Server side rendering
Although it is on the roadmap we don't have anything like Rendr for AngularJS and, as far as I know, the easiest way for us to render the pages in the server without duplicating code is to run the application inside a headless browser (like PhantomJS), navigate to the appropiate url, let angular do it's thing and then read the resulting DOM and send it to the crawler.
This is the approach taken in the yearofmoo angularjs seo tutorial and in this github project. Another possibility (discussed here) is to use jsdom instead of PhantomJS but the idea is more or less the same (run the app in the server and take a snapshot of the resulting DOM).
This generation can be made on demand whenever the server detects a request from a search bot but I think that the performace of this approach will be very bad (we have to start a browser, load the application and navigate to the view) and, thus, my recommendation is to pregenerate the snapshots and store them as html files.
The easiest way to generate and store these snapshots is to use a service like prerender.io or BromBone (there are more here) and they all work in a similar way: We point the service to our url and it crawls our application at regular intervals, stores the generated DOM somewhere and then configure our webserver to serve the generated snapshots whenever a request from a search bot comes.

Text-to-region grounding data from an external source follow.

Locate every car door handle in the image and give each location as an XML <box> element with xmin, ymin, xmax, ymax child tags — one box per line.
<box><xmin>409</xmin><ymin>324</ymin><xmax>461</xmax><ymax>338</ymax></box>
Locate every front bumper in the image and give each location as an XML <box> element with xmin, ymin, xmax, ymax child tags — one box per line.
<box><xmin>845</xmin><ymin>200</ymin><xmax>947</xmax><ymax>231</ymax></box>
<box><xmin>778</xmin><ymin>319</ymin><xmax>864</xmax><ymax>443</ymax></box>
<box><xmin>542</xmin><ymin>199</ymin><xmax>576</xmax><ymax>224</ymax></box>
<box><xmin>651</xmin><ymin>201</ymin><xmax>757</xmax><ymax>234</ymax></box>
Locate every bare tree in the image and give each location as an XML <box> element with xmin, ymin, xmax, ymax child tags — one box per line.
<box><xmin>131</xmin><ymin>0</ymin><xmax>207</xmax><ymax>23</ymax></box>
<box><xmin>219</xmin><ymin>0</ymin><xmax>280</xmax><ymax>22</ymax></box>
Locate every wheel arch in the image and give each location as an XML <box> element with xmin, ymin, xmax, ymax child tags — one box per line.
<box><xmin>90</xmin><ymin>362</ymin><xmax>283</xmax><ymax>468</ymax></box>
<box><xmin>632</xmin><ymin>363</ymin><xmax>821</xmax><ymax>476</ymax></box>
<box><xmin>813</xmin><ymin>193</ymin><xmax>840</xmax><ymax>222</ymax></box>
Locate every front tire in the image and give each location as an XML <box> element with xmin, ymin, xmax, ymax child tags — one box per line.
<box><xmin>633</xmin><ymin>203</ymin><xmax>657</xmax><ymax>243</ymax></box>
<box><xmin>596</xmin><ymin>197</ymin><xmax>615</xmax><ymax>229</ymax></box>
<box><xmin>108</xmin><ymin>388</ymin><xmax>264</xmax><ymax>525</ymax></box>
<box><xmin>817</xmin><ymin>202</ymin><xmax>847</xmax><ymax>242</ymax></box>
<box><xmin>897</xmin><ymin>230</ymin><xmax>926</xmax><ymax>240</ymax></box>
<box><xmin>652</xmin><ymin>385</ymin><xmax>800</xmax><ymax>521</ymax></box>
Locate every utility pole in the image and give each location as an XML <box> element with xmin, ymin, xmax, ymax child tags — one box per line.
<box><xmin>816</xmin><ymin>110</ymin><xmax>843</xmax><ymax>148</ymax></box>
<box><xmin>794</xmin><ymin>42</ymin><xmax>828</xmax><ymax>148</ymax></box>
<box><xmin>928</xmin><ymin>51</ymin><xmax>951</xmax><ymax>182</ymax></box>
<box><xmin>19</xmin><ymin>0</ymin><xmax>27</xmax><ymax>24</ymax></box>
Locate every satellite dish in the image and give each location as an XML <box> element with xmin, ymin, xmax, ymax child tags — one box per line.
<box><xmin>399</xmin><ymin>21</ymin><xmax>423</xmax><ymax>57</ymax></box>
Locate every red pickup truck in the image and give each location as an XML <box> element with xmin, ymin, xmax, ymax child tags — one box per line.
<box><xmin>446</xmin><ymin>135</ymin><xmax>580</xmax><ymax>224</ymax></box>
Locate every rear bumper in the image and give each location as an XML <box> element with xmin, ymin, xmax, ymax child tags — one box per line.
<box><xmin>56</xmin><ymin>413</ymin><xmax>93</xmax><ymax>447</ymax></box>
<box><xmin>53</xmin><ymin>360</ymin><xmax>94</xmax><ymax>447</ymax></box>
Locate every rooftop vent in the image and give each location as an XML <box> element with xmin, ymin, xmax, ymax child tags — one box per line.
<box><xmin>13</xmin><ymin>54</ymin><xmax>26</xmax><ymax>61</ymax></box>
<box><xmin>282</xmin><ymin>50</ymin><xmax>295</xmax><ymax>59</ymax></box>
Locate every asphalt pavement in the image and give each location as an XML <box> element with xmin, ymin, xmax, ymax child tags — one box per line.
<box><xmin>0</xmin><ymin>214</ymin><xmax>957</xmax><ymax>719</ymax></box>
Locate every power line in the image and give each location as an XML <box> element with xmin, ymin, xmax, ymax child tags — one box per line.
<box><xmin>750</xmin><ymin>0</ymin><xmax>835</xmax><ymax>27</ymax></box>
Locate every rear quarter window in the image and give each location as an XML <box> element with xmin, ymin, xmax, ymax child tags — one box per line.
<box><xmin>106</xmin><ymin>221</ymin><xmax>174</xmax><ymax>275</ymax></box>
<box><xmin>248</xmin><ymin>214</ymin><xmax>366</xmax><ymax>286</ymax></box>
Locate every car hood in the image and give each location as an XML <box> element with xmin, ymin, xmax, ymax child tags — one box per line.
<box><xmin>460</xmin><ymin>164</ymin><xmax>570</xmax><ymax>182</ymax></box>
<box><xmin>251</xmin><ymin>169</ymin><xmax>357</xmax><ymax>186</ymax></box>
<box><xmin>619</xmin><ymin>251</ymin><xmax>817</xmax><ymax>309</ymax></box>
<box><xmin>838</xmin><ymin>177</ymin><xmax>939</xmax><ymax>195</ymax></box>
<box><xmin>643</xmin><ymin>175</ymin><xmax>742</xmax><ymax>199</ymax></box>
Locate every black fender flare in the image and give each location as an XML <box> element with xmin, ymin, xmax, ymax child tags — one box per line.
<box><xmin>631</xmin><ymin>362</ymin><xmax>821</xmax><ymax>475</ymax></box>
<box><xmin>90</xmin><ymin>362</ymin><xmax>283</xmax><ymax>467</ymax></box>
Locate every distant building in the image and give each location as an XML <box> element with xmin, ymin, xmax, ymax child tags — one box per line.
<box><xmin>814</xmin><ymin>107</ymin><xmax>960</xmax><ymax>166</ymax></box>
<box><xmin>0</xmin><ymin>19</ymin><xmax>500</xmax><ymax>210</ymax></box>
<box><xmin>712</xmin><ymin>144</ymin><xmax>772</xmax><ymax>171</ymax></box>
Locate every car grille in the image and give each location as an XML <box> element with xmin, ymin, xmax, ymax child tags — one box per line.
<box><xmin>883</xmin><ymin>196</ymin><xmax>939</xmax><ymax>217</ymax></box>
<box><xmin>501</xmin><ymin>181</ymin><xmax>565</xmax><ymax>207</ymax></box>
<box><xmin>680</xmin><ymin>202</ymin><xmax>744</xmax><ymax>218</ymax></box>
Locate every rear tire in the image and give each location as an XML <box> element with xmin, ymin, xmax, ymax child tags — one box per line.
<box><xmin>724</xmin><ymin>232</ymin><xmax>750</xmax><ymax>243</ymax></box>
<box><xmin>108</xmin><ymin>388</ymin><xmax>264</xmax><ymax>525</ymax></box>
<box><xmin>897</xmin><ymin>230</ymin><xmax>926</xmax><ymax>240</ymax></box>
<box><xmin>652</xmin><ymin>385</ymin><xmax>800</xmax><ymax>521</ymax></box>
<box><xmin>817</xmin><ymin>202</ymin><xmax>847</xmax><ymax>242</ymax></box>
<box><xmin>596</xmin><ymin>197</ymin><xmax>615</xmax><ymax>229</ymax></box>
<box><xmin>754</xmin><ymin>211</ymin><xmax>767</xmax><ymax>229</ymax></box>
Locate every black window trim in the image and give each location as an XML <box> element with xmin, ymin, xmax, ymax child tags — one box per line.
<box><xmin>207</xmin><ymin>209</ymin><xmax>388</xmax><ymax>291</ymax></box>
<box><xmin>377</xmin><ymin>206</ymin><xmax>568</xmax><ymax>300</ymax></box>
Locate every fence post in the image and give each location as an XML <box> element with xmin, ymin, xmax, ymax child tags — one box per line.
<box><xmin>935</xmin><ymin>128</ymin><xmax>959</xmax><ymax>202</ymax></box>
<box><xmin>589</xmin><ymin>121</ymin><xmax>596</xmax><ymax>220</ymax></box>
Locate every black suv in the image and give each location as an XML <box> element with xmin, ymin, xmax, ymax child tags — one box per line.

If we don't want to use an external service, we can use a script to crawl our site (or read our sitemap.xml file), render the snapshots and store them in a location where we can, later, retrieve them from the server (like the filesystem or a shared cache).

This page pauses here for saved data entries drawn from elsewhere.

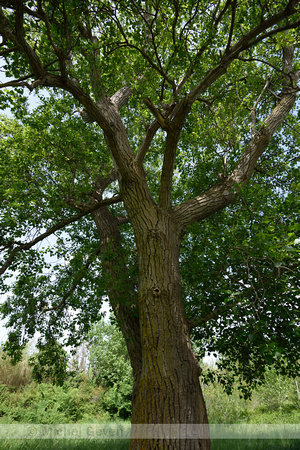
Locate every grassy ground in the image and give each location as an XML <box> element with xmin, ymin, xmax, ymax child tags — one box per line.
<box><xmin>1</xmin><ymin>438</ymin><xmax>299</xmax><ymax>450</ymax></box>
<box><xmin>0</xmin><ymin>440</ymin><xmax>129</xmax><ymax>450</ymax></box>
<box><xmin>211</xmin><ymin>440</ymin><xmax>299</xmax><ymax>450</ymax></box>
<box><xmin>0</xmin><ymin>410</ymin><xmax>299</xmax><ymax>449</ymax></box>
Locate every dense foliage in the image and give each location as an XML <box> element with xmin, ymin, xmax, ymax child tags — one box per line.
<box><xmin>1</xmin><ymin>95</ymin><xmax>298</xmax><ymax>393</ymax></box>
<box><xmin>0</xmin><ymin>3</ymin><xmax>300</xmax><ymax>435</ymax></box>
<box><xmin>87</xmin><ymin>318</ymin><xmax>133</xmax><ymax>418</ymax></box>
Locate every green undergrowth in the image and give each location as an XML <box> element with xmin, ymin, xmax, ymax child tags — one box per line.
<box><xmin>202</xmin><ymin>368</ymin><xmax>300</xmax><ymax>425</ymax></box>
<box><xmin>0</xmin><ymin>375</ymin><xmax>111</xmax><ymax>424</ymax></box>
<box><xmin>0</xmin><ymin>350</ymin><xmax>299</xmax><ymax>449</ymax></box>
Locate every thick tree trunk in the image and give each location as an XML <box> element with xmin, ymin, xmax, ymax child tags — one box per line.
<box><xmin>92</xmin><ymin>183</ymin><xmax>211</xmax><ymax>449</ymax></box>
<box><xmin>92</xmin><ymin>199</ymin><xmax>210</xmax><ymax>449</ymax></box>
<box><xmin>126</xmin><ymin>203</ymin><xmax>210</xmax><ymax>449</ymax></box>
<box><xmin>90</xmin><ymin>63</ymin><xmax>299</xmax><ymax>447</ymax></box>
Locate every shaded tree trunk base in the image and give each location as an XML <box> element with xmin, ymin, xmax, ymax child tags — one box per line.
<box><xmin>129</xmin><ymin>438</ymin><xmax>211</xmax><ymax>450</ymax></box>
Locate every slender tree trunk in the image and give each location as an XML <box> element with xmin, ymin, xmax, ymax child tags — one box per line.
<box><xmin>92</xmin><ymin>206</ymin><xmax>142</xmax><ymax>379</ymax></box>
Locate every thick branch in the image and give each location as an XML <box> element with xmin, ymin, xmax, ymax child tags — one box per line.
<box><xmin>111</xmin><ymin>85</ymin><xmax>133</xmax><ymax>110</ymax></box>
<box><xmin>174</xmin><ymin>72</ymin><xmax>299</xmax><ymax>232</ymax></box>
<box><xmin>0</xmin><ymin>195</ymin><xmax>122</xmax><ymax>276</ymax></box>
<box><xmin>79</xmin><ymin>85</ymin><xmax>135</xmax><ymax>123</ymax></box>
<box><xmin>247</xmin><ymin>18</ymin><xmax>300</xmax><ymax>50</ymax></box>
<box><xmin>0</xmin><ymin>79</ymin><xmax>33</xmax><ymax>90</ymax></box>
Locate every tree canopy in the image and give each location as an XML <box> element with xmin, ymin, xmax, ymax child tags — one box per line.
<box><xmin>0</xmin><ymin>2</ymin><xmax>300</xmax><ymax>446</ymax></box>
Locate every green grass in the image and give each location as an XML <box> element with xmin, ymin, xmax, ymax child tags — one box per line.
<box><xmin>208</xmin><ymin>409</ymin><xmax>300</xmax><ymax>425</ymax></box>
<box><xmin>211</xmin><ymin>440</ymin><xmax>299</xmax><ymax>449</ymax></box>
<box><xmin>0</xmin><ymin>439</ymin><xmax>130</xmax><ymax>450</ymax></box>
<box><xmin>1</xmin><ymin>438</ymin><xmax>299</xmax><ymax>450</ymax></box>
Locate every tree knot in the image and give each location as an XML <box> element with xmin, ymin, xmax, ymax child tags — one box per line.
<box><xmin>153</xmin><ymin>287</ymin><xmax>161</xmax><ymax>297</ymax></box>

I found two grunt plugins to do this as part of our build (we could do this in our CI server):
grunt-html-snapshots will read your robots.txt or sitemap.xml file (you still have to generate these, though) and render them in a phantomjs browser. It is also available as a library
grunt-html-snaphot (without the final s). It looks to me like this one will do the crawling for you instead of relying in the sitemap.xml file but I have to check this.
You should also check this project on github
- Set up a proof of concept application for the grunt snapshot approach
- Do some more research on the possibility of using these snapshots to make the application start up faster (a la twitter) and also as cache.

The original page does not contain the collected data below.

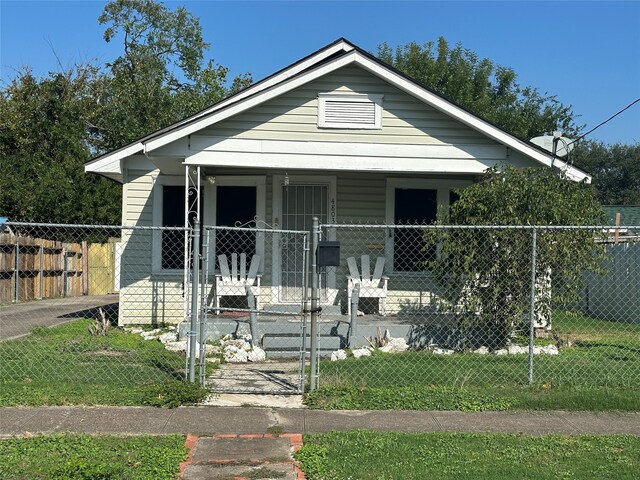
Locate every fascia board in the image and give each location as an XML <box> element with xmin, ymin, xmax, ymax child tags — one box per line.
<box><xmin>143</xmin><ymin>42</ymin><xmax>355</xmax><ymax>152</ymax></box>
<box><xmin>184</xmin><ymin>150</ymin><xmax>507</xmax><ymax>174</ymax></box>
<box><xmin>84</xmin><ymin>142</ymin><xmax>142</xmax><ymax>176</ymax></box>
<box><xmin>81</xmin><ymin>40</ymin><xmax>354</xmax><ymax>173</ymax></box>
<box><xmin>351</xmin><ymin>54</ymin><xmax>591</xmax><ymax>182</ymax></box>
<box><xmin>144</xmin><ymin>52</ymin><xmax>359</xmax><ymax>153</ymax></box>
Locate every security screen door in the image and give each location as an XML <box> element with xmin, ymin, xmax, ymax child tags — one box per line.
<box><xmin>280</xmin><ymin>184</ymin><xmax>328</xmax><ymax>302</ymax></box>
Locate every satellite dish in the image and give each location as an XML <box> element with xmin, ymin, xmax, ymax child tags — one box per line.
<box><xmin>530</xmin><ymin>135</ymin><xmax>575</xmax><ymax>158</ymax></box>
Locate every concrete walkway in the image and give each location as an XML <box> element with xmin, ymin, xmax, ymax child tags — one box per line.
<box><xmin>1</xmin><ymin>406</ymin><xmax>639</xmax><ymax>437</ymax></box>
<box><xmin>0</xmin><ymin>294</ymin><xmax>118</xmax><ymax>340</ymax></box>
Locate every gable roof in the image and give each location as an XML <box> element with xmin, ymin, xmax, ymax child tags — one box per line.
<box><xmin>85</xmin><ymin>38</ymin><xmax>590</xmax><ymax>183</ymax></box>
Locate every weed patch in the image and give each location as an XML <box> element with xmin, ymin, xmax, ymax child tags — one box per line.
<box><xmin>306</xmin><ymin>386</ymin><xmax>517</xmax><ymax>411</ymax></box>
<box><xmin>141</xmin><ymin>381</ymin><xmax>208</xmax><ymax>408</ymax></box>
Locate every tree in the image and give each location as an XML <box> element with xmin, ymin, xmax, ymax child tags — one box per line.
<box><xmin>378</xmin><ymin>39</ymin><xmax>581</xmax><ymax>141</ymax></box>
<box><xmin>1</xmin><ymin>0</ymin><xmax>252</xmax><ymax>224</ymax></box>
<box><xmin>571</xmin><ymin>141</ymin><xmax>640</xmax><ymax>205</ymax></box>
<box><xmin>0</xmin><ymin>67</ymin><xmax>121</xmax><ymax>224</ymax></box>
<box><xmin>426</xmin><ymin>166</ymin><xmax>606</xmax><ymax>349</ymax></box>
<box><xmin>94</xmin><ymin>0</ymin><xmax>251</xmax><ymax>151</ymax></box>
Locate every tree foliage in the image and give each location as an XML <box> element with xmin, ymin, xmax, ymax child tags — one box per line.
<box><xmin>571</xmin><ymin>141</ymin><xmax>640</xmax><ymax>205</ymax></box>
<box><xmin>0</xmin><ymin>67</ymin><xmax>120</xmax><ymax>224</ymax></box>
<box><xmin>95</xmin><ymin>0</ymin><xmax>251</xmax><ymax>150</ymax></box>
<box><xmin>378</xmin><ymin>38</ymin><xmax>581</xmax><ymax>141</ymax></box>
<box><xmin>428</xmin><ymin>166</ymin><xmax>606</xmax><ymax>348</ymax></box>
<box><xmin>0</xmin><ymin>0</ymin><xmax>251</xmax><ymax>223</ymax></box>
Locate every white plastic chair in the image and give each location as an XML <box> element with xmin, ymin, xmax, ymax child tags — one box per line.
<box><xmin>214</xmin><ymin>253</ymin><xmax>261</xmax><ymax>313</ymax></box>
<box><xmin>346</xmin><ymin>255</ymin><xmax>388</xmax><ymax>316</ymax></box>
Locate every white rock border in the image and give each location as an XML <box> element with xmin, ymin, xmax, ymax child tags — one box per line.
<box><xmin>122</xmin><ymin>326</ymin><xmax>269</xmax><ymax>362</ymax></box>
<box><xmin>329</xmin><ymin>333</ymin><xmax>559</xmax><ymax>361</ymax></box>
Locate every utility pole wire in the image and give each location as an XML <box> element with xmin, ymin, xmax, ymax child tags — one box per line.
<box><xmin>567</xmin><ymin>97</ymin><xmax>640</xmax><ymax>146</ymax></box>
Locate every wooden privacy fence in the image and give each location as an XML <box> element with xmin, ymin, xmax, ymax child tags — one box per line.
<box><xmin>0</xmin><ymin>233</ymin><xmax>93</xmax><ymax>304</ymax></box>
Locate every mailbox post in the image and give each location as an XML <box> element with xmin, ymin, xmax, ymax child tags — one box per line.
<box><xmin>309</xmin><ymin>223</ymin><xmax>340</xmax><ymax>391</ymax></box>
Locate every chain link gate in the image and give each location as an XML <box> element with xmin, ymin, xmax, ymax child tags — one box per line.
<box><xmin>194</xmin><ymin>225</ymin><xmax>311</xmax><ymax>394</ymax></box>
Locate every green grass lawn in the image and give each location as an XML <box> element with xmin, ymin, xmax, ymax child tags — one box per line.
<box><xmin>296</xmin><ymin>431</ymin><xmax>640</xmax><ymax>480</ymax></box>
<box><xmin>0</xmin><ymin>319</ymin><xmax>208</xmax><ymax>407</ymax></box>
<box><xmin>0</xmin><ymin>434</ymin><xmax>186</xmax><ymax>480</ymax></box>
<box><xmin>309</xmin><ymin>312</ymin><xmax>640</xmax><ymax>411</ymax></box>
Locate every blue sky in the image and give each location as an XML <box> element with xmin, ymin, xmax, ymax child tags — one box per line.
<box><xmin>1</xmin><ymin>0</ymin><xmax>639</xmax><ymax>144</ymax></box>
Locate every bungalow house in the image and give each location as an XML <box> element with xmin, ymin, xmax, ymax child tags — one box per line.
<box><xmin>85</xmin><ymin>38</ymin><xmax>590</xmax><ymax>326</ymax></box>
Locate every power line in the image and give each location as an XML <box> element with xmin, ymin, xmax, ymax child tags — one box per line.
<box><xmin>567</xmin><ymin>97</ymin><xmax>640</xmax><ymax>146</ymax></box>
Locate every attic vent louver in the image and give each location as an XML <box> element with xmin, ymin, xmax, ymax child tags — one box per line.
<box><xmin>318</xmin><ymin>93</ymin><xmax>383</xmax><ymax>129</ymax></box>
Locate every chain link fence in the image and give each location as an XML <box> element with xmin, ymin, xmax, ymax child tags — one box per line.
<box><xmin>0</xmin><ymin>222</ymin><xmax>192</xmax><ymax>404</ymax></box>
<box><xmin>1</xmin><ymin>220</ymin><xmax>638</xmax><ymax>402</ymax></box>
<box><xmin>0</xmin><ymin>222</ymin><xmax>312</xmax><ymax>399</ymax></box>
<box><xmin>316</xmin><ymin>224</ymin><xmax>640</xmax><ymax>390</ymax></box>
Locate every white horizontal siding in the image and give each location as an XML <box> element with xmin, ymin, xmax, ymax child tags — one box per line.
<box><xmin>119</xmin><ymin>278</ymin><xmax>184</xmax><ymax>325</ymax></box>
<box><xmin>202</xmin><ymin>66</ymin><xmax>495</xmax><ymax>146</ymax></box>
<box><xmin>123</xmin><ymin>170</ymin><xmax>156</xmax><ymax>226</ymax></box>
<box><xmin>336</xmin><ymin>173</ymin><xmax>386</xmax><ymax>222</ymax></box>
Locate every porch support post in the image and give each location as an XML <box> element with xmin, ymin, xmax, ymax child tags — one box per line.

After setting up a proof of concept application I found that:
This article (http://www.ng-newsletter.com/posts/serious-angular-seo.html) explains the different options pretty well
None of the grunt plugins I mentioned would do the crawling part although it is not very difficult to implement this yourself (see https://gist.github.com/joseraya/8547524)
The problem with snapshot generation during the build is that it might take a very long time (specially if you have many pages) because you have to wait for pages to render (and it is not easy to be sure that a page has rendered completely). I would rather do the snapshot generation as an independent step
Zombie.js is not necessarily faster than phantomjs (at least prerender.io with its phantom-service is fast enough compared with my zombie.js script)
It is very easy to implement prerender.io's solution (either with your own server or with their hosted solution) and the hosted solution is not very expensive (100.000 pages cost more or less the same as the heroku dyno you might use to run your own server)
Prerender-node middleware has a very good API and it seems to be easy to implement your own plugins (if you ever need to do so).
For the project I was doing the research for, we will definitely try prerender as our solution to the problem of SEO optimization in AngularJS.